Jack's second experience, though, isn't quite as horrible.  After several Iraqi mind zaps, Jack suddenly finds himself outside of a diner in the snow.  A wary waitress (Keira Knightley, "King Arthur") eyes him from her car, then asks if he needs a lift.  It's Christmas Eve and he ends up at her small hovel of a home where she chain smokes and drinks herself into a stupor.  Poking around, Jack finds his dog tags, then pictures of the young girl and her mother from a year ago.  Jack has landed in 2007 and he becomes determined to save the woman the little girl Jackie has become from following in her mother's footsteps.  By his next treatment, they've fallen in love, but Jackie's done some investigating of her own and discovered that Jack was found dead on New Year's Day of 1993, only days away back at Aspen Grove.

"The Jacket" is patched together with pieces of "The Butterfly Effect," "One Flew Over the Cuckoo's Nest," "Altered States" and "The Crow," among others, but some of its own conceits do not work particularly well.  The character of Dr. Becker is ill defined, seemingly only motivated by sadistic and egomaniacal tendencies in 1992, but coming across as genuinely contrite and well-intentioned in 2007.  A significant subplot involves Jack's advice to Dr. Lorenson (Jennifer Jason Leigh, "In the Cut") regarding her treatment of a friend's autistic child, but he gets the information from her in 2007 and feeds it back in 1992 - there is no genesis of the actual idea, a time travel conundrum that isn't logical (a similar routine, where Dr. Becker tells Jack about other patients undergoing his treatment in 2007 only to have Jack inexplicably know this in 1992 does work because obviously Becker would have known this information).  Jack's visit to Jackie and Jean again in 1992 after having made love to Jackie in 2007 carries an unsettling whiff of pedophilia.  One also wonders why the filmmakers did not take advantage of commenting upon Bush Jr.'s war in 2007 when the action begins with his father's version in 1991.  And yet, the film works in far more ways than it doesn't.
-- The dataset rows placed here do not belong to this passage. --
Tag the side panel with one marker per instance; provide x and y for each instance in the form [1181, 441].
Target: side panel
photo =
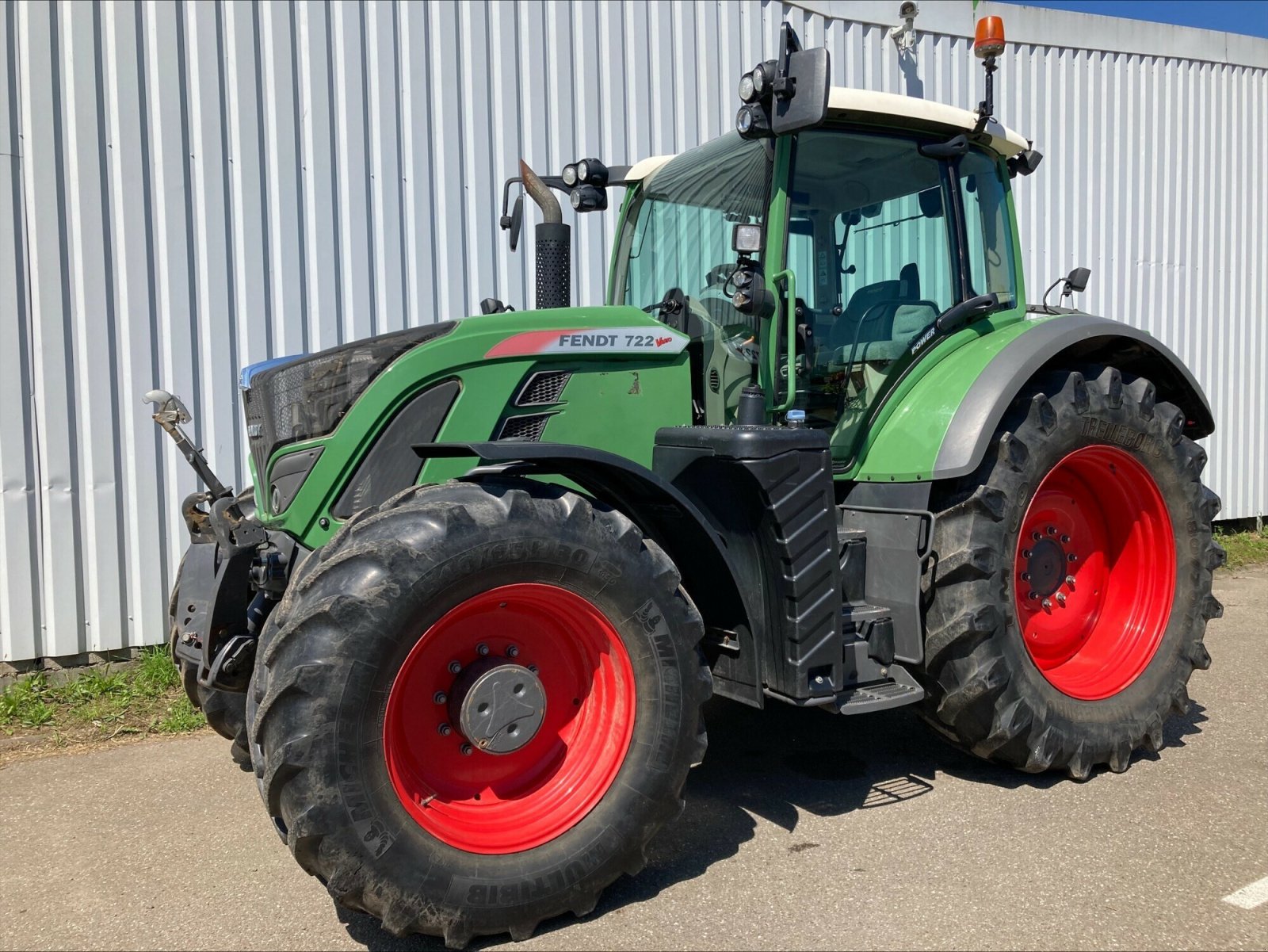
[903, 444]
[624, 385]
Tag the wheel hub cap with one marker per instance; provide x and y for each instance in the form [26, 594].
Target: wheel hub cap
[1045, 567]
[1094, 575]
[498, 706]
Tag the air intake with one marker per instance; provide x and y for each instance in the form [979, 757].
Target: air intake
[542, 388]
[526, 427]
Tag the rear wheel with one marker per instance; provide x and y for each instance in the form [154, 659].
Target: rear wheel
[476, 705]
[1073, 579]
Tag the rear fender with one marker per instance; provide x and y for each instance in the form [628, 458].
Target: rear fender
[942, 425]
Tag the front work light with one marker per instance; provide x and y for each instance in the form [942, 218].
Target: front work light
[587, 198]
[591, 171]
[752, 122]
[764, 78]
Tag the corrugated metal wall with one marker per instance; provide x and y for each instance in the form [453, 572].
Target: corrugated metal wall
[187, 188]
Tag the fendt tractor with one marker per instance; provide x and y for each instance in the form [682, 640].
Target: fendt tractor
[815, 449]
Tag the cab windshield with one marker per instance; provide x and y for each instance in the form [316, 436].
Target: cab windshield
[678, 230]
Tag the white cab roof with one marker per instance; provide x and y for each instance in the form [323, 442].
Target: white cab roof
[869, 105]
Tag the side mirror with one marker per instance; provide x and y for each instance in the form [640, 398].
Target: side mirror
[517, 224]
[807, 101]
[1077, 281]
[784, 94]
Brody and Knightley have an instantaneous spark of sexual chemistry that makes his gambits to return to the horrific drawer understandable.  One provocation is particularly amusing, when Jack supports fellow patient Rudy Mackenzie's (Daniel Craig, "The Mother") ramblings about the Organization for the Organized in group therapy, beginning a mini riot.  Craig, whose inevitable breakout role must be just around the corner, brings such conviction to dialogue like 'the Four Horsemen of the Apocalypse didn't bring flowers which makes it really difficult to get organized' that he almost makes sense.  Jennifer Jason Leigh is quiet and still, giving Lorenson an air of gravity and true regard for her charges (she's subtly aged, as well, with 1992 eyeglasses obscuring the small lines around her eyes that we see in 2007).  Also good is Kelly Lynch as the junkie mom, who receives a strange wakeup call from Jack akin to Darla in The Crow.  (Another subtlety - note the poster of David Bowie's Aladdin Sane album cover briefly seen in Jean's living room.)

Brody is forging a strange career for himself, his last role as the mentally-challenged Noah in "The Village" a grating contrast to the Oscar winning one which preceded it.  "The Jacket" may not be the type of film the Academy takes notice of, but Brody's twitchy hysteria is the stuff of nightmares and his tender courtship the material of dreams - a crystallizing performance.